Paul: Is there an incentive in the corporate environment?

Jessica: Google has taken some small steps in this direction. E.g., Google’s “got the wrong bob” tool for gmail that warns you if you seem to have included the wrong person in a multi-recipient email. [It’s a useful tool. I send more email to the Annie I work with than to the Annie I’m married to, so my autocomplete keeps wanting to send Annie I work with information about my family. Got the wrong Bob catches those errors.]

Dan: It’s hard to come up with general solutions. The solutions tend to be highly specific.

Arvind: Consent. People think it doesn’t work, but we could reboot it. M. Ryan Calo at Stanford is working on “visceral notice,” rather than burying consent at the end of a long legal notice.

Thomas: Half of our users have used privacy controls, despite what people think. Yes, our controls could be simpler, but we’ve been working on it. We also need to educate people.
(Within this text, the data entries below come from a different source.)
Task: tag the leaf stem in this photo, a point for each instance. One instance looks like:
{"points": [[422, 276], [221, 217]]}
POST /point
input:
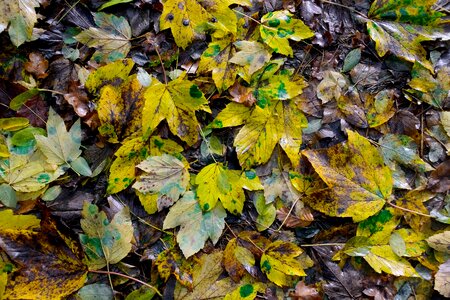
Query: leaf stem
{"points": [[409, 210], [128, 277]]}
Q: FB keeps shifting the defaults more toward disclosure, so users have to go in and set them back.
Thomas: There were a couple of privacy migrations. It’s painful to transition users, and we let them adjust privacy controls. There is a continuum between the value of the service and privacy: all privacy and it would have no value. It also wouldn’t work if everything were open: people will share more if they feel they control who sees it. We think we’ve stabilized it and are working on simplification and education.

Paul: I’d pick a different metaphor: The birds flying south in a “privacy migration”…

Thomas: In FB, you have to manage all these pieces of content that are floating around; you can’t just put them in your “house” for them to be private. We’ve made mistakes but have worked on correcting them. It’s a struggle of a mode of control over info and privacy that is still very new.